Pyspark Driver Integration errors out with py4j.Py4JException: Method attemptId([]) does not exist
Environment
How do you use Sentry? Self-hosted - 9.1.2
Which SDK and version? sentry-sdk[pyspark] == 0.20.3
Steps to Reproduce
I setup the Pyspark Integration as described in the official docs. I have only added the Driver integration currently. As I have not added the worker integration, I am also not adding the daemon configuration to the spark-submit script.
Expected Result
Sentry correctly captures and reports the errors.
Actual Result
The log is filled with errors. The crux of the error seems to be py4j.Py4JException: Method attemptId([]) does not exist. I have attached two logs here https://gist.github.com/amCap1712/6000892a940b7c004dad28060ddfd90d . One is when running on Spark 2.4.5 and other with Spark 3.1.1. Also, sentry captures this error which seems to occur while its connecting the integration and reports it.

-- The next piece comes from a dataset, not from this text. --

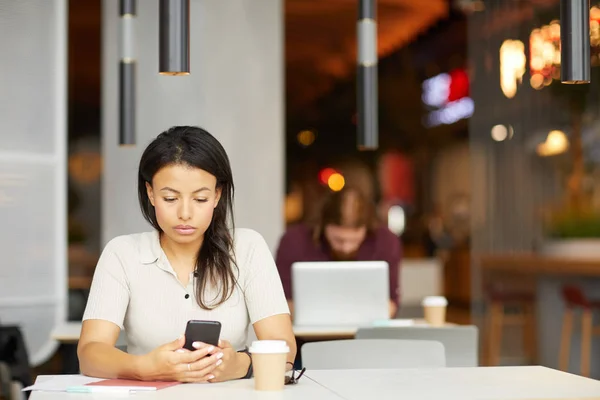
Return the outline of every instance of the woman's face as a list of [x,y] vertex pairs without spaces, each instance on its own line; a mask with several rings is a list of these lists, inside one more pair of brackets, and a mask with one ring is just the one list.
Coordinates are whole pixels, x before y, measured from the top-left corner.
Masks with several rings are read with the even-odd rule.
[[221,197],[216,186],[214,175],[180,164],[160,169],[152,185],[146,183],[158,225],[170,240],[179,244],[202,242]]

I'll be happy to assist as much as I can to debug and solve this issue.
Related to #1102
@amCap1712 / @pvanderlinden Is there a workaround for this issue apart from filtering out this exception?
@dinesh-712 I ended up not using the pyspark specific integration, only the normal Python integration.
@pvanderlinden Thanks for the reply. Does using normal python integration guarantee the capture of errors in all worker nodes(slaves) created in SparkContext?
It will only capture exception which reach the driving script. But I don't think the integration is functional at the moment
Currently not a priority. I will close this. If there is demand for this, please reopen.